Prime Minister Boris Johnson visited Northern Ireland to discuss the protocol with political leaders on Monday
Prime Minister Boris Johnson visited Northern Ireland to discuss the protocol with political leaders on Monday (Liam McBurney/PA)

The UK Government is arguing for “green lanes” to be put in place whereby goods travelling between GB and NI and not destined to travel to the Republic of Ireland would not be subject to the same level of checks as those entering EU territory.

Mr Lewis said the EU’s proposals for lifting grace periods, which mean full checks are not in place, are “not viable” and would “make matters materially worse”.

He said Brussels’ interpretation of the protocol is going against its core principles by failing to respect the UK’s internal markets and causing friction that is preventing Northern Ireland from forming a new executive.

The row over the treaty has created an impasse in efforts to form a devolved government administration in Belfast, with the Democratic Unionist Party refusing to join an executive unless its concerns over the arrangements are addressed.

A majority of MLAs in Stormont’s newly elected Assembly represent parties that support retaining the protocol, with many arguing that the arrangement offers the region protection from some of the negative economic consequences of Brexit.

Foreign Secretary Liz Truss is due to give a statement in the House of Commons
Foreign Secretary Liz Truss is due to give a statement in the House of Commons (Victoria Jones/PA)

They also point to the unfettered access Northern Ireland traders have to sell into the EU single market as a key benefit of the protocol.

A Foreign Office source said Ms Truss’ priority is to uphold the Good Friday Agreement and denied that she is trying to “pick a fight” with Brussels.

There are fears the move to unilaterally rewrite parts of the deal risks a trade war with the EU during a cost-of-living crisis.

The PA news agency understands Ms Truss’ ambition is to lay legislation addressing the issues created by the protocol in Parliament within a couple of weeks – and certainly before the summer.

But the overwhelming preference is thought to remain a negotiated solution.

The Global Britain (Strategy) Committee, which considers matters relating to the UK’s trade priorities, met on Tuesday, followed by full Cabinet, with Ms Truss due to deliver a statement to the Commons.

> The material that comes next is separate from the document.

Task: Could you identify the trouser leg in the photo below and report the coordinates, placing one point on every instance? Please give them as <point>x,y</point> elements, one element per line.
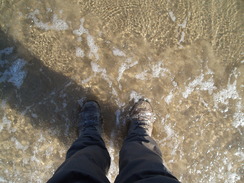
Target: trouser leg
<point>87,160</point>
<point>140,160</point>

The European Commission has urged Britain to enter talks about the bloc’s proposals on the protocol as a “much better course than engaging unilaterally”.

Daniel Ferrie, a commission spokesman, told reporters in Brussels that the EU package offered during negations in October were “not a ‘take it or leave it’” offer.

“The vice-president (Maros Sefcovic) said himself in his statement on Thursday that we made clear there is still potential to be explored in our proposals,” he said.